Supported properties:

  • field_terminator: String, required. The delimiter used to separate the key:value pairs. This must be in quotes (").
  • key_terminator: String, required. The delimiter used to separate the individual keys from their values. This must be in quotes (").
  • key_type: String, required. The data type of the map's keys.
  • value_type: String, required. The data type of the map's values.

The mapped columns are defined as separate columns within the dataset file. Each of these must have the parent_column property.

For more information on maps in AtScale, see Extract Values From A Map.

parent_column

  • Type: string
  • Required: Required for mapped columns

For mapped columns only. Specifies the map column used to create this column.

description

  • Type: string
  • Required: N

A description of the dataset.

incremental

  • Type: object
  • Required: N

Enables incremental builds for the dataset. When the engine performs an incremental rebuild of an aggregate table, it appends new rows and updates existing rows that fall within a specified period of time (called the grace period). For more information, see About Incremental Rebuilds.

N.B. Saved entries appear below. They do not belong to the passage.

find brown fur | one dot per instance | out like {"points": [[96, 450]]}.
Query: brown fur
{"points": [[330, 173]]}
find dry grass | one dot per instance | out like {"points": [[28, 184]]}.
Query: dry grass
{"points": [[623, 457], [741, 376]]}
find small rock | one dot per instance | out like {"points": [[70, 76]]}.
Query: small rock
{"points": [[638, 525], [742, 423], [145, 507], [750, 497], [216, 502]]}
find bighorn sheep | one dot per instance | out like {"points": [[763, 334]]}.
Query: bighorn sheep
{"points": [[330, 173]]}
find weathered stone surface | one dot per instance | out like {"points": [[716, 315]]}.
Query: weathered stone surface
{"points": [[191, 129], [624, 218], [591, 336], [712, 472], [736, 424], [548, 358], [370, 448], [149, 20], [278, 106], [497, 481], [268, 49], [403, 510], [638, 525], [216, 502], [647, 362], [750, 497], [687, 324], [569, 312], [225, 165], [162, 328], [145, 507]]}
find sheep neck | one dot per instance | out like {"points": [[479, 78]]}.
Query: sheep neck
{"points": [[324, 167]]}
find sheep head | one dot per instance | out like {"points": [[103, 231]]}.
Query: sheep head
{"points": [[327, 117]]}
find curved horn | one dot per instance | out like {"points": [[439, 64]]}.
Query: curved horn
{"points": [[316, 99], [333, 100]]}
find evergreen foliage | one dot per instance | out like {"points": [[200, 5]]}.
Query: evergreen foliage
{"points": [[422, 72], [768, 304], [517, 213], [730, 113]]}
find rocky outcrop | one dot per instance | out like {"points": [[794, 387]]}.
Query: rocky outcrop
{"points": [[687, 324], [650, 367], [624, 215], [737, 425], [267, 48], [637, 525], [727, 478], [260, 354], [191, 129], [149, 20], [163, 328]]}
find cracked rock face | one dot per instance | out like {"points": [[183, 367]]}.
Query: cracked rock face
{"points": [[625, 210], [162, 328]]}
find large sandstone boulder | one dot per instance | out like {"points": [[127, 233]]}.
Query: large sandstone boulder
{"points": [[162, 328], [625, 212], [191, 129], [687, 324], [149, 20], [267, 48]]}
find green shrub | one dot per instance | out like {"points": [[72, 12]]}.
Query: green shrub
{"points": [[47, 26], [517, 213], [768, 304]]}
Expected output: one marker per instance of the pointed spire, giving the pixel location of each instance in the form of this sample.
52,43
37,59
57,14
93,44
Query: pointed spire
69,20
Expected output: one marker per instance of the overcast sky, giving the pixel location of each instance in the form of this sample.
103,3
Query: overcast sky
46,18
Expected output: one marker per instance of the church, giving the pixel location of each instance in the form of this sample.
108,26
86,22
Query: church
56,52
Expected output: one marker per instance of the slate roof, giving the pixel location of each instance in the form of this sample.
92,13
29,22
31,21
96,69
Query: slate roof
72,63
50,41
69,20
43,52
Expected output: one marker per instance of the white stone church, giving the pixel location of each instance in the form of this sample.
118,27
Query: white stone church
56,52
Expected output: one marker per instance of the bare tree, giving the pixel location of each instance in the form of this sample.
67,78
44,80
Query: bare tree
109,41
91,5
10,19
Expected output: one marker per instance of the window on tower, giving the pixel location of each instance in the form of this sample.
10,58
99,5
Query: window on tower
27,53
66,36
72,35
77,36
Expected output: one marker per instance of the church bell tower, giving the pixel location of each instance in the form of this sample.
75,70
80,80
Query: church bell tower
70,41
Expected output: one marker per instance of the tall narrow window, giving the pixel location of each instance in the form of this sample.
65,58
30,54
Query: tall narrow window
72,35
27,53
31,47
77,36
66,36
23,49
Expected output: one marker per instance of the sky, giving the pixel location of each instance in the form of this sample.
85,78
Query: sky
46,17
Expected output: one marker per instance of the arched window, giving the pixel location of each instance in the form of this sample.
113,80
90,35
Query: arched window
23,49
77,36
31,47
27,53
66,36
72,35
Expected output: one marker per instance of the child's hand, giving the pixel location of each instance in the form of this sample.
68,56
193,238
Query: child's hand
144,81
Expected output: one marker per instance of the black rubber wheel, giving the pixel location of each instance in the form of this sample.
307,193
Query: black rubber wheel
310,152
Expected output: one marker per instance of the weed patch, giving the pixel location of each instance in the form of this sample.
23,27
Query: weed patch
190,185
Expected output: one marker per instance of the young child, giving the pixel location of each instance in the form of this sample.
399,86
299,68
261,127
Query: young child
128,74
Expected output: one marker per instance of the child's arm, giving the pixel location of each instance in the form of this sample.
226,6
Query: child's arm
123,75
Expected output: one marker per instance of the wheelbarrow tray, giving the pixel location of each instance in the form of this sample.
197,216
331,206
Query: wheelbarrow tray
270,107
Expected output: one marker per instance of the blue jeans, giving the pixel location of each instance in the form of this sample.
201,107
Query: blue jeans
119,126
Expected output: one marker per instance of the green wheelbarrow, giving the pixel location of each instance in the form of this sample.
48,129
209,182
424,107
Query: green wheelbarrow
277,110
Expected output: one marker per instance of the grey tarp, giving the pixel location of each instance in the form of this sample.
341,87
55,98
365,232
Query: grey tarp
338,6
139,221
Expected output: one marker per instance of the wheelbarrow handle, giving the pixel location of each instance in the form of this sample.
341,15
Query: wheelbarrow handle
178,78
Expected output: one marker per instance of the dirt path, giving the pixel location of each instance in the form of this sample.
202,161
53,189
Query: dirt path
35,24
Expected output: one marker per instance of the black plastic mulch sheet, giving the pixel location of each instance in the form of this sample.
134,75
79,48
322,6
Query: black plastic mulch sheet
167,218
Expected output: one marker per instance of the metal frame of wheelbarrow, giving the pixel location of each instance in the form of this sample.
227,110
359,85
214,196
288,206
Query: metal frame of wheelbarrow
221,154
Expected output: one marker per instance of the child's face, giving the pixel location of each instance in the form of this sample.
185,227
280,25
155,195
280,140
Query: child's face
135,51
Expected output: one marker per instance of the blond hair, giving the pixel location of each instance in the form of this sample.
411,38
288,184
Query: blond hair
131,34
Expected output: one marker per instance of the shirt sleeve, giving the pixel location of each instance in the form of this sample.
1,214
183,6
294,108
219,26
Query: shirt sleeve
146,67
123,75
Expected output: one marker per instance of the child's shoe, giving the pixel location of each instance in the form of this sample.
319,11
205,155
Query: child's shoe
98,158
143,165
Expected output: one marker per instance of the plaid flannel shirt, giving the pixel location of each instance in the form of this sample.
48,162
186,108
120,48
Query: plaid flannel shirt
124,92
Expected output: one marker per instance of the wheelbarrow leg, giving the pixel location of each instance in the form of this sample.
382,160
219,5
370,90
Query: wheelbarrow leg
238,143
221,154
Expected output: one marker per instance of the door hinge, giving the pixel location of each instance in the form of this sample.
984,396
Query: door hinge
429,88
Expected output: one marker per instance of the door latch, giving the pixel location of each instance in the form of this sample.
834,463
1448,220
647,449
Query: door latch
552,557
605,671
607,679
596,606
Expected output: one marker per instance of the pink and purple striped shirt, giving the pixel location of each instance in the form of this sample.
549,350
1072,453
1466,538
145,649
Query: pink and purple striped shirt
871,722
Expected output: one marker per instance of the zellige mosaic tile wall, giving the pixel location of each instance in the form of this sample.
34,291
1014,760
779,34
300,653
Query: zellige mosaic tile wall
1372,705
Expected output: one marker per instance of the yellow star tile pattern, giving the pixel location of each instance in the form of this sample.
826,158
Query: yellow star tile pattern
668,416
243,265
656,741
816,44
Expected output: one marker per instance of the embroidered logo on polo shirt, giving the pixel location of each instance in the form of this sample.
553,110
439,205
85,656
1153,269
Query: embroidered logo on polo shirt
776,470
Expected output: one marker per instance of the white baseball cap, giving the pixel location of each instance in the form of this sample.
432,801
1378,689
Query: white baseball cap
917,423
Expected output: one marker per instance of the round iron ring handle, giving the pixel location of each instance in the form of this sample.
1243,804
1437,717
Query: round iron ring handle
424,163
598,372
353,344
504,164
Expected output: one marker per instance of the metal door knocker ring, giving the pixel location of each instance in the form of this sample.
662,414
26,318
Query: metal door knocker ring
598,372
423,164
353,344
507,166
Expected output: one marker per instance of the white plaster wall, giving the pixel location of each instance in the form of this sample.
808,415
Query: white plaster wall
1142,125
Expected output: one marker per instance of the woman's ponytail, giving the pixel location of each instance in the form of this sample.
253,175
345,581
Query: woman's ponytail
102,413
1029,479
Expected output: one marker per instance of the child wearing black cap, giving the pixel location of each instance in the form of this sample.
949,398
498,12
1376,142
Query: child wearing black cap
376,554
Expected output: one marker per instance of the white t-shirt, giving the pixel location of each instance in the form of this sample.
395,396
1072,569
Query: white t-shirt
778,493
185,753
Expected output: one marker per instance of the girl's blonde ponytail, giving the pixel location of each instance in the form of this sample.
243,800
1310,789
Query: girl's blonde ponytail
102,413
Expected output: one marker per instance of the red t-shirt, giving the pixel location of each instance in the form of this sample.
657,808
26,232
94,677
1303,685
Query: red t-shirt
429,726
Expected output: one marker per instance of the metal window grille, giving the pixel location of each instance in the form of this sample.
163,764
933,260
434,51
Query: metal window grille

The incremental property supports the following properties.

column

  • Type: string
  • Required: Y

The name of the dataset column to use as an incremental indicator. This column must have values that increase monotonically, such as a numeric UNIX timestamp showing seconds since epoch, or a Timestamp/DateTime. The values in this column enable the AtScale engine both to append rows to an aggregate table and update rows during an incremental rebuild.

The values of this column should be of one of the following data types: Long, Integer, Decimal (38,0) (Snowflake only), Timestamp, DateTime.

If you do not have a column that meets this criteria, you may need to create a calculated column to transform string or datetime values into the right data type.

grace_period

  • Type: string
  • Required: Y

When the AtScale engine starts an incremental build, the grace_period determines how far back in time the engine looks for updates to rows in the dataset; for example, one week or 15 days.

The value of this property should be an integer, followed by the time unit. The time unit can be any of the following: s (second), m (minute), h (hour), d (day), w (week).

For example, setting the value to '100s' sets the grace period to 100 seconds. Setting it to '1w' sets the grace period to one week.

immutable

  • Type: boolean
  • Required: N

Determines whether the dataset changes often or not. The AtScale engine uses this information when running incremental builds of aggregates that use joins on dimensions that do not change often.